MnCO3 coprecipitation was used as a platform to create shape controlled monodisperse LiMn2O4 active material. Particle size distributions are among the most monodisperse demonstrated in the literature, and the shape was shown to be independently tunable for large particles. The transition at higher reagent concentrations from rhombohedral crystals to cubes, rough spheres, and progressively smaller, smoother spheres was shown in great visual detail. Unlike similar coprecipitation systems, it was determined that interparticle mass transfers were not significant in affecting particle morphology, and that particle size and shape was controlled by the initial nucleation and growth process.

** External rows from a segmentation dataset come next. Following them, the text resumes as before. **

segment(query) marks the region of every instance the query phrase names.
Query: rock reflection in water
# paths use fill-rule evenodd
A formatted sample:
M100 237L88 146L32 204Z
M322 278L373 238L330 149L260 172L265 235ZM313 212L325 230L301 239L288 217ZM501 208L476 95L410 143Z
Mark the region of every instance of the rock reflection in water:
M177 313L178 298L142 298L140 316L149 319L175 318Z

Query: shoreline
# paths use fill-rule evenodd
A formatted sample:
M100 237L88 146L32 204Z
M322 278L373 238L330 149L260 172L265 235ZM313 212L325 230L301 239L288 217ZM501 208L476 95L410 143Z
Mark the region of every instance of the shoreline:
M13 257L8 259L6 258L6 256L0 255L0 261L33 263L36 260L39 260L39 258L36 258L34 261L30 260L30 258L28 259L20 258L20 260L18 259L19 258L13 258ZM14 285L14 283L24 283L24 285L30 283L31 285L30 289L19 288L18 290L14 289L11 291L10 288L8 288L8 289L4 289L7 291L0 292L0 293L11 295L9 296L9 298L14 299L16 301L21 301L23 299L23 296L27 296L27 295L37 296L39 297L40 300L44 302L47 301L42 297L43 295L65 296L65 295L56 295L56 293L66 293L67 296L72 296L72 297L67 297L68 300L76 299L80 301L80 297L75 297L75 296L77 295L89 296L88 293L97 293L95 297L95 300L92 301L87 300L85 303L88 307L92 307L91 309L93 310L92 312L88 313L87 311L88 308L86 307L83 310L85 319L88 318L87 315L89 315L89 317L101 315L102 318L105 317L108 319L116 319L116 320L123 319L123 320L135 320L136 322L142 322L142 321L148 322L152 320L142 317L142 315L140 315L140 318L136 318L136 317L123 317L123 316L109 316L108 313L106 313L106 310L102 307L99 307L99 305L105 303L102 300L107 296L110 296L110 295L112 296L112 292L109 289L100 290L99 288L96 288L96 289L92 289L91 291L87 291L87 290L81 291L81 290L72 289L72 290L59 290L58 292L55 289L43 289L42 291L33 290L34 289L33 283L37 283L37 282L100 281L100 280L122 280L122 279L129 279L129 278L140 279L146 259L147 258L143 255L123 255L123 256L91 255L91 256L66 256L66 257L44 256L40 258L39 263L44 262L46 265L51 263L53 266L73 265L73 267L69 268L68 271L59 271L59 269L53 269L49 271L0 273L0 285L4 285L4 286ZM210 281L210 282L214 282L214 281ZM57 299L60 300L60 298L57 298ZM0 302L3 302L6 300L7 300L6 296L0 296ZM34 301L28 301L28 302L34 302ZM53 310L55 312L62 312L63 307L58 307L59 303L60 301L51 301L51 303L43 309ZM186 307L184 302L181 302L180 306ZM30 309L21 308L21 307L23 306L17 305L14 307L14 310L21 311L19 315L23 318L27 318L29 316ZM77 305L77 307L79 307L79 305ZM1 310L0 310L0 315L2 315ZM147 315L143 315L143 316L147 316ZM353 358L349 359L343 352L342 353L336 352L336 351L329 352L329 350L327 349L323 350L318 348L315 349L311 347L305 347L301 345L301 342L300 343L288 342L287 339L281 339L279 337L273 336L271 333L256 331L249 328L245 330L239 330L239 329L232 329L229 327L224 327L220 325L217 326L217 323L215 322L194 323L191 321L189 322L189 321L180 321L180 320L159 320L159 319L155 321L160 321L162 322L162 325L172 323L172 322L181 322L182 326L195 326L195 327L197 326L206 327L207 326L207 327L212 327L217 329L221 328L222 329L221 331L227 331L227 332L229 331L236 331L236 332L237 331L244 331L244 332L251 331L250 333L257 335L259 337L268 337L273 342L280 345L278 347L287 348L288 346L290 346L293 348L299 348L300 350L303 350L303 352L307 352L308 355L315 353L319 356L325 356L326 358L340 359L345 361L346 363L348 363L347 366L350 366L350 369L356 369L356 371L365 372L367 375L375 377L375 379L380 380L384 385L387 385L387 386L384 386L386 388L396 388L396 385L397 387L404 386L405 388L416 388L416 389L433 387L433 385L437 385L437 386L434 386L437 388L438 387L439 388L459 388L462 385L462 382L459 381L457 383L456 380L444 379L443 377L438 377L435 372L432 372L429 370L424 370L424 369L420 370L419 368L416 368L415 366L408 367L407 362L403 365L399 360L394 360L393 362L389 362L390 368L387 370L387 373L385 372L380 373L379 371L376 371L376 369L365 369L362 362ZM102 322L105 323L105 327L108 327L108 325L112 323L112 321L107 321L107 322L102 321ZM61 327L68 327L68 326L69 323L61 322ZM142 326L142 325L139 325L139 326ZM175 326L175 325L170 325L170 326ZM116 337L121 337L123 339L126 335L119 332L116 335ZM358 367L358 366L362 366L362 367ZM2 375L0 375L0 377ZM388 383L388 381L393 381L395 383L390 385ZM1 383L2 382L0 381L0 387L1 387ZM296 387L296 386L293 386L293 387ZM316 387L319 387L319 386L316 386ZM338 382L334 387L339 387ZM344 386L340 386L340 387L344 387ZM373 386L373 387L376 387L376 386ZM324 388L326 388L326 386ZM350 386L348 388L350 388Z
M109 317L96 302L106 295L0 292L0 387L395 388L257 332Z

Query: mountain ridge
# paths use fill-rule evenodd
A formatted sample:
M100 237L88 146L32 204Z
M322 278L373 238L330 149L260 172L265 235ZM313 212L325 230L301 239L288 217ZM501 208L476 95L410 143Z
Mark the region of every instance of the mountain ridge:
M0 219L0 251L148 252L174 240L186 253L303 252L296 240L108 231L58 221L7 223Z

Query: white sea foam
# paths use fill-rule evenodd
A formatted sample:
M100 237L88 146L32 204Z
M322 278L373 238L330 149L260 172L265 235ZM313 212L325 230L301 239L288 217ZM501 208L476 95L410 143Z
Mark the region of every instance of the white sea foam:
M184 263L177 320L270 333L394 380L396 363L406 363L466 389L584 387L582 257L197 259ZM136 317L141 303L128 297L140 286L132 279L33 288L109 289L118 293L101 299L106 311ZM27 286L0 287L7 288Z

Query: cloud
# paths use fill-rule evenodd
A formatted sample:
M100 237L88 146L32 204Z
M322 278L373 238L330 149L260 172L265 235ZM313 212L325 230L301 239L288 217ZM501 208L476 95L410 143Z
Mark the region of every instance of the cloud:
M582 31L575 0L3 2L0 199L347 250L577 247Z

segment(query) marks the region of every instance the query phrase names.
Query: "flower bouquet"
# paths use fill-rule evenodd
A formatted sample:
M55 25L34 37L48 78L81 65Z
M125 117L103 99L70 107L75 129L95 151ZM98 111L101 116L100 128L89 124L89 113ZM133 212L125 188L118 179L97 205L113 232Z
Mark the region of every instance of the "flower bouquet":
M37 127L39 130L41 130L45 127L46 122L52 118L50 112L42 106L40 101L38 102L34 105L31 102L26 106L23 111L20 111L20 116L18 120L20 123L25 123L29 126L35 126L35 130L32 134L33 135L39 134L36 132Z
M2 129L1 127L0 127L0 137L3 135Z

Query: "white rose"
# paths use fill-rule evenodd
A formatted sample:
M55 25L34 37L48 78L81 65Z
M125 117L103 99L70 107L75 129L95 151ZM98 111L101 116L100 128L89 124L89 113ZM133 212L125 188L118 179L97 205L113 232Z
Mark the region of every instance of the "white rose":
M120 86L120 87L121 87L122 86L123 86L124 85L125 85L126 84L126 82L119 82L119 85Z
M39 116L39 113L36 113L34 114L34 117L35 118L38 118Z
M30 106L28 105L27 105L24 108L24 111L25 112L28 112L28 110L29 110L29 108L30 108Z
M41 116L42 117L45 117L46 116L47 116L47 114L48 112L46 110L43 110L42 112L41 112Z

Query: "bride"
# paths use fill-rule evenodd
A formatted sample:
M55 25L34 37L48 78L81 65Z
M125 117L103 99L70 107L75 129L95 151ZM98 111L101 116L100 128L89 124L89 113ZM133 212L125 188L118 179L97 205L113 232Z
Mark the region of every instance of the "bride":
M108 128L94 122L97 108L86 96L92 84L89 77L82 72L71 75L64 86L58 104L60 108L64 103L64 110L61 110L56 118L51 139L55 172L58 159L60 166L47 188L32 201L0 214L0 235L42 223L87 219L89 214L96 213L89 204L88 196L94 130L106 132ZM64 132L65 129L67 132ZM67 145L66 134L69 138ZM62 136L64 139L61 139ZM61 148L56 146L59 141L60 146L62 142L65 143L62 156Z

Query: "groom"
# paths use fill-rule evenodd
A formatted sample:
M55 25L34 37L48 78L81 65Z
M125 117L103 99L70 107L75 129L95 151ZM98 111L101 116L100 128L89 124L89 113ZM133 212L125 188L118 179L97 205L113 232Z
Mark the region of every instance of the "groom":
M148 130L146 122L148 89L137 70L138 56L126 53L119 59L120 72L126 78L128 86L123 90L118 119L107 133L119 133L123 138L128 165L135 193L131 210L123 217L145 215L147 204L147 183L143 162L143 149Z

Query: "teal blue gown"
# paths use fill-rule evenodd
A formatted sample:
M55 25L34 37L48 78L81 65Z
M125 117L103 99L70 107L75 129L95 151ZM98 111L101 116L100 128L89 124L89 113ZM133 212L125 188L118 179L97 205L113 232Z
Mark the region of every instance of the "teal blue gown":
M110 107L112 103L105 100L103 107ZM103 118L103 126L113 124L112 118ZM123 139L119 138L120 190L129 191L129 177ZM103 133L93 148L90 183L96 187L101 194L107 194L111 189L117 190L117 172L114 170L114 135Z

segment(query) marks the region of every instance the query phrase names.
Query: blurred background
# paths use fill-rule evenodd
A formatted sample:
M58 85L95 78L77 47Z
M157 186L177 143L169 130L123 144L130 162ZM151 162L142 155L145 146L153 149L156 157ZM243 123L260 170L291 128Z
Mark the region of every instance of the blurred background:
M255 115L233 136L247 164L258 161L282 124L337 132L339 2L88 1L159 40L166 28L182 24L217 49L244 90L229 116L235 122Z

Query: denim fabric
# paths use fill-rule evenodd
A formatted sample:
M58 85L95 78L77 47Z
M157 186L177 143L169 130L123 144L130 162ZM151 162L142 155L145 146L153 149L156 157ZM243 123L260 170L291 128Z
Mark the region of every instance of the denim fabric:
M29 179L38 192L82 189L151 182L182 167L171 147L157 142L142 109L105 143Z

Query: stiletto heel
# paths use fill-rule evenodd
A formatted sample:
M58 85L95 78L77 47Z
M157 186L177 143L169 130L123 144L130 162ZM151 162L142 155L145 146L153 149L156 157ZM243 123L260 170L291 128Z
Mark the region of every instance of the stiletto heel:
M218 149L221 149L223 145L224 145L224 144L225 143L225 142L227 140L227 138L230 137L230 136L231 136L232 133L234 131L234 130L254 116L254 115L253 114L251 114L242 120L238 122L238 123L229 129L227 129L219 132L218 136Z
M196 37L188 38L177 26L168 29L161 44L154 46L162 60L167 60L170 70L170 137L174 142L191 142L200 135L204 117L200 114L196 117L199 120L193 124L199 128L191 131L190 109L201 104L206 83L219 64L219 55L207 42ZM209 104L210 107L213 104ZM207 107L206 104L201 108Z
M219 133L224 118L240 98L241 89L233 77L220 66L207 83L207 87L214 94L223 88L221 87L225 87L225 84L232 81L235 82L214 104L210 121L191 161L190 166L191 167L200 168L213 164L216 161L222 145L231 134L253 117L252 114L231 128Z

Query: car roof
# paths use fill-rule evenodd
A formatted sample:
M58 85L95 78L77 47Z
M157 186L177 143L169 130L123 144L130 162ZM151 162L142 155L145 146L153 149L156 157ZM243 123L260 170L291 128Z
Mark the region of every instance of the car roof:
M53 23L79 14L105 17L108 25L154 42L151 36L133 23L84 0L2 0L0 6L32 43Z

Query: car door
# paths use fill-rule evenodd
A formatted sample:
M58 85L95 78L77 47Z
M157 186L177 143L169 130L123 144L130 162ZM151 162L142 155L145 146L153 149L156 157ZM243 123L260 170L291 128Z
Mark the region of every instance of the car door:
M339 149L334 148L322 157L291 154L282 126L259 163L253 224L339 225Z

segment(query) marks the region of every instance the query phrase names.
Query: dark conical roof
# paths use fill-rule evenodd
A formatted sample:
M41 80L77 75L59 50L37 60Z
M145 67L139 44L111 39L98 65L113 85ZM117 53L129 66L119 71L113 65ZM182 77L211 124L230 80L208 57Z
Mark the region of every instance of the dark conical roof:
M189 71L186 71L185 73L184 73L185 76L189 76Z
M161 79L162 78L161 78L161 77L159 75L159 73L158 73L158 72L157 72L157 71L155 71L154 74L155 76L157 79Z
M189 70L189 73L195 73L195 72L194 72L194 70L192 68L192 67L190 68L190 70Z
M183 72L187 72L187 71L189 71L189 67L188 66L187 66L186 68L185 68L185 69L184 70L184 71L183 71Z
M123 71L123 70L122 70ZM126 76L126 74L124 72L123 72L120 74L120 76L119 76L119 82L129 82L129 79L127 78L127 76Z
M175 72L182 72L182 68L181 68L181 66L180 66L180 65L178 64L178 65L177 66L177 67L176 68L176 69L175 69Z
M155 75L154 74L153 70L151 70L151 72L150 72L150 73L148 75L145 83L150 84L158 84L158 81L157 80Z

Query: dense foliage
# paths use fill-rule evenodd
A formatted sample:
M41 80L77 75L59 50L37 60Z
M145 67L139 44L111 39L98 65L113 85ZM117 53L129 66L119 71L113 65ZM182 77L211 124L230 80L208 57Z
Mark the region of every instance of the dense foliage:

The interfacial reactivity during heat treatment of two promising materials for all-solid-state batteries, LiMn1.5Ni0.5O4 (LMNO) active material and Li1.4Al0.4Ge1.6(PO4)3 (LAGP) solid electrolyte, was studied through X-ray diffraction and SEM/EDS. Two products were identified – Li-ion active material LiMnPO4 (LMP) and GeO2. LMP was shown to form a continuous interfacial phase at the interface, showing some promise towards generating a Li+ conductive connection between LMNO and LAGP. The reaction as-used was not able to create a high-performance connection between electrode and electrolyte, however, likely due to disconnections in the form of void spaces and GeO2 phases formed near the interface.
Highly thick (>500 μm) and dense (>62 % active) sintered electrodes which replace inactive additives with high temperature processing to form electronically conductive and mechanically robust interparticle bonds were investigated. Novel Li4Ti5O12/LiCoO2 full cell arrangements with high areal capacities were assembled and electrochemically characterized. The full cells were observed not to have the capacity fade issues seen in sintered electrode half cells. The full cells also have very good areal rate performance and capacities. A 2032 coin cell prototype using super thick electrodes with combined thickness 2.90 mm was shown to outperform commercial rechargeable 2032 cells in terms of energy and power.